El Guaraní, equipo local, jugaba contra el Botafogo-SP en el campeonato estatal local. No había mucho en juego en el juego. En otros lugares, sin embargo, estaban sucediendo cosas. Le estaban sucediendo cosas al mayor rival de Guaraní, Ponte Preta.
“Un resultado final del campeonato estatal de Sao Paulo”, gritó el locutor mientras los focos se apagaban. “Se acabó el partido en el Canindé. ¡Portuguesa 2-0 Ponte Preta!”
El fútbol brasileño puede ser un deporte sangriento. Los derbis locales suelen ser desagradables. El país es tan grande, su amor por el fútbol tan universal, que probablemente hay 30 rivalidades históricas y furiosas de las que nunca has oído hablar. Guaraní vs Ponte Preta, el derbi de Campinas, una ciudad de cercanías al noroeste de Sao Paulo, es uno de ellos.
El sábado por la noche subrayó el hecho. Esa derrota ante la Portuguesa relegó al Ponte Preta a la segunda división del campeonato estatal. En el Brinco de Ouro, el Schadenfreude estaba ahí, en la superficie.

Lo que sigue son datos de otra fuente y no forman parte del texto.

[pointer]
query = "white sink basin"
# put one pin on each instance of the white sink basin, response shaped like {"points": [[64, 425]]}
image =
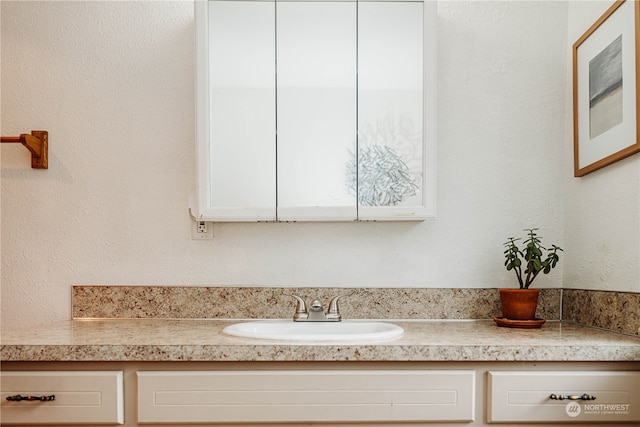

Mientras el mar de luces parpadeantes se balanceaba, el sistema de megafonía reproducía The Last Post. El cuadro estaba completo: los guaraníes estaban organizando un funeral por sus viejos enemigos. ¿Y luego, realmente frotarlo? Fuegos artificiales. Montones y montones de fuegos artificiales, claramente preparados de antemano para este mismo resultado.
Guaraní perdió el partido contra Botafogo. Sin embargo, el derecho a fanfarronear localmente es suyo en el futuro previsible.